Number of participants with at least a two-level reduction, from baseline risk level, in WHO risk drinking level. The WHO risk drinking levels categorize alcohol consumption into four groups: low (level 1; 0-2.86 standard drinks/day for men; 0-1.43 drinks/day for women), moderate (level 2; 2.87-4.29 standard drinks/day for men; 1.44-2.86 drinks/day for women), high (level 3; 4.3-7.14 standard drinks/day for men; 2.87-4.29 drinks/day for women), and very high (level 4; \>7.15 drinks/day for men; \>4.3 drinks/day for women). One standard drink is 14g of alcohol. A 2-level reduction, such as moving from very high to moderate risk, is considered a significant clinical improvement.

Time frame: Change from Baseline to Weeks 5-28. Includes six repeated measurements every 4 weeks from week 5 to 28.

Secondary Outcomes

Adverse events of special interest (Assessing safety and tolerability)

Safety and tolerability will be assessed using number of participants (assessing proportion) with adverse events of special interest (AESIs; adverse events reported in \>2% of those exposed to the study drug in previous trials).
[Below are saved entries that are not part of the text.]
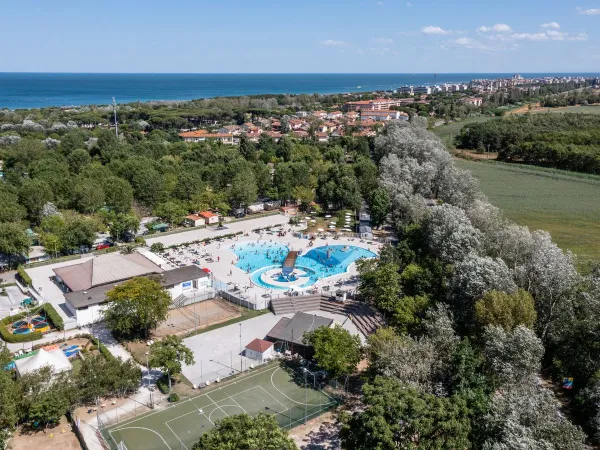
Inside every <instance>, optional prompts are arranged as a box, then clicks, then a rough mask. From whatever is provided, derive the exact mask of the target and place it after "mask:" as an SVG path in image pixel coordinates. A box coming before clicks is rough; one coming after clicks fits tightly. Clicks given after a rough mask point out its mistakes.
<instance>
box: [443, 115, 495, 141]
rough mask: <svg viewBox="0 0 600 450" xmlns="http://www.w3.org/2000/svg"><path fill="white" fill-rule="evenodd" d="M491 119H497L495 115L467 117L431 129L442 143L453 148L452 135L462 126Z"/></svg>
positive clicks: (455, 133) (460, 129) (481, 121)
mask: <svg viewBox="0 0 600 450" xmlns="http://www.w3.org/2000/svg"><path fill="white" fill-rule="evenodd" d="M491 119H497V117H491V116H477V117H469V118H467V119H464V120H461V121H459V122H453V123H449V124H448V125H441V126H439V127H435V128H434V129H433V130H432V131H433V133H435V134H436V135H437V136H438V137H439V138H440V139H441V140H442V141H443V142H444V145H445V146H446V147H448V148H454V136H456V135H457V134H458V133H460V130H462V127H464V126H465V125H468V124H470V123H480V122H486V121H488V120H491Z"/></svg>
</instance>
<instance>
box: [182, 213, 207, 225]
mask: <svg viewBox="0 0 600 450" xmlns="http://www.w3.org/2000/svg"><path fill="white" fill-rule="evenodd" d="M183 221H184V223H185V224H186V225H188V226H190V227H201V226H202V225H205V224H206V221H205V220H204V217H200V216H198V215H197V214H190V215H189V216H186V218H185V219H183Z"/></svg>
Time frame: From randomization through week 32.

No heavy drinking days

Number of participants with no heavy drinking days. Heavy drinking is defined as \>4 standard drinks in a day for men and \>3 for women. One standard drink is equal to 14 g of alcohol or approximately 12 oz beer, 5 oz wine, or 1.5 oz of liquor. The data will be derived from the Timeline Follow Back, which is a validated retrospective calendar-based interview technique to record daily alcohol consumption over a specified recall period (since the last assessment).